So, why not free range kids?
The nanny state seems to move in strange, contradictory, and unpredictable ways owing to it’s tendency to operate in accordance with the desires of the various lobby groups contained in its makeup. On one hand they want to ban intensive farming, while on the other we are ordered to cage raise our kids and never allow them unsupervised actions or thought.
The term, “Free Range Kids” is from a US group that advocates a winding back of the petty regulations and ‘nanny knows best’ thinking that dominates child raising there. They are not advocating neglect, nor something like the Feral Kid from Mad Max, although any responsible parent would be proud of the little fella’s self reliance:
Terry O'Gorman, is having a bit to say about the increasing tendency for police to prosecute parents for technical breaches of laws intended for dealing with more serious problems:
Australian Council for Civil Liberties president Terry O'Gorman challenged prosecutors to drop charges against well-meaning parents who might technically breach child-neglect laws by letting their kids walk to school, or stay in the car while they duck into a corner store.Most of us are able to have fun reminiscences of the sort of things we got up to when we got out from under the watchful eyes of parents. Tom Sawyer and Huck Finn were envied by those of us who dared to dream. Old Nanny State and her minions would be hysterical at the thought, which makes you wonder whether they ever did anything interesting when, or if they had a childhood.
"The nanny state should have some limits," he said. "The law needs to be there, but it's a ham-fisted and mindless way in which it is being enforced by various police around the country. Surely parents should be left to exercise their own discretion as to whether an eight-year-old can walk 50m along a footpath to the shop.”

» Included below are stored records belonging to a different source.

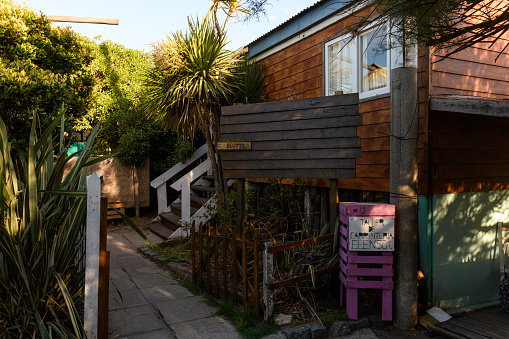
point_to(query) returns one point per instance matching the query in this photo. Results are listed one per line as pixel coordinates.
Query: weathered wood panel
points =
(468, 152)
(293, 139)
(475, 71)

Mr O'Gorman, a prominent criminal lawyer, said the states had enacted laws designed to punish parents who left children in cars while they played the pokies in pubs. But he was concerned about a spate of recent cases in which parents had been charged or threatened with prosecution for leaving their children in the car for 10 minutes outside a shop. …
"Police need to use common sense; they are supposed to use discretion when they lay charges.”
Mr O'Gorman said he did not want to comment on a case, revealed in The Australian this week, in which a senior public servant had been arrested for allegedly leaving his school-aged son home alone, playing video games, for half an hour. …
Wowsers, neurotics, busy bodies, and associated killjoys have come to understand that if their ideas are rejected by the public because of ‘apathy’, disinterest, or that the ideas themselves are just plain silly, there is one organization that will agree with them and inflict their views on all of us; parliament. This saves them all of that drab, tedious, and mostly unrewarding effort to actually convince people to adopt their ideas voluntarily.